Blogging from the Highlands of Scotland
'From fanaticism to barbarism is only one step' - Diderot

Saturday, 26 June 2004

Pork-barrel politics, Scottish-style

This has been much controversy recently over a decision by the Scottish Executive (aka 'government') to regionalise a number of SE jobs around the country, to spread the jam more widely, or to ensure that areas other than the Edinburgh conurbation get some of the public money expended on these jobs injected into their local economies.

This particular controversy centres around a plan to relocate Scottish National Heritage (SNH) from Edinburgh to Inverness. The problem? Some of the job-holders don't want to move, and some jobs (or rather the job-holders) are not included in the relocation, either to be filled by locally-hired employees in the new location, or absorbed in a general re-organisation of the department. The real problem is resistance to change, of course. Unions may (and I write this only theoretically, as I have very equivocal views on the matter) exist primarily to improve the welfare of their members, but they also tend to act as a brake on innovation (and my views on that are not equivocal at all), in fact bizarrely one could almost say that unions are the true 'conservatives' of British society generally, in practical terms if not in their own self-images. It's not as if a move from Edinburgh to Inverness (or Kelso or Lochgilpead, for example) is very drastic in cultural terms, we're all pretty much the same, even if some of the regional areas don't have the same depth and breadth of social and cultural opportunities - but the addition of more sophisticated people (I speak ironically) from big cities could not but help, surely, drag these regional backwaters (as seen from a metropolitan perspective, that is) into the 'modern world'. I have two things to say:
- to the unions: GROW UP!
- to the Scottish Executive: I hope your motives are genuine and not merely paying lip-service to the idea of regional diversification whilst still ensuring that the 'real' jobs remain firmly in Edinburgh.

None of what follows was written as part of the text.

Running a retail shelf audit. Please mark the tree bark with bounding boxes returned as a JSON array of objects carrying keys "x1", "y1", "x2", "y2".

In a wider UK context it is striking that the relatively 'unglamorous' departments were those which were relocated from London to the regions, for example the DVLA/DVLC (driving licences, car taxes, etc) to Cardiff or the DHSS(now DSS - social security, etc) to Newcastle, but naturally the really important ministerial jobs for those departments, and all the 'hangers-on' needed to service the MInister, remained firmly in London.

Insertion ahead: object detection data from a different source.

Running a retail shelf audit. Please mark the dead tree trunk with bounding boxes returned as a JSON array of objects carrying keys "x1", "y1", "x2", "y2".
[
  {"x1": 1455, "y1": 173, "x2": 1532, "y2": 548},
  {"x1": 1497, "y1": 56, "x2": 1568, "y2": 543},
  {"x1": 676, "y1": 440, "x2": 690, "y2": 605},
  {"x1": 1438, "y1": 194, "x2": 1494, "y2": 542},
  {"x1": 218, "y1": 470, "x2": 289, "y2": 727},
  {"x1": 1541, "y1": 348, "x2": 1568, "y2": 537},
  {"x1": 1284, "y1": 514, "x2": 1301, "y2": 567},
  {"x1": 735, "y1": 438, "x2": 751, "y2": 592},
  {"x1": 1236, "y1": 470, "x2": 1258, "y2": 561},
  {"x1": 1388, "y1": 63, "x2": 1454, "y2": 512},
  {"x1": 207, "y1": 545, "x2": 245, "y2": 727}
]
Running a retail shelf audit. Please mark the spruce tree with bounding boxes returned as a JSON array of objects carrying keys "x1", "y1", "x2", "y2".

Forgive me for being cynical.

Historically, of course, a ruler of a country distributed some of the 'booty' around a country, appointing local people to help him rule or putting in some of his own people to subdue the local inhabitants. Now we do things differently. It is colloquially called 'pork-barrel' politics (a term originating in the US although it has always existed here, too, in one form or another). Nothing more, nothing less. Like all such manoeuvres they are useful for political purposes; their economic worth is often much more tenuous, once the initial capital outlays have been made, unless there have been genuine attempts to plan the moves and their effects long-term.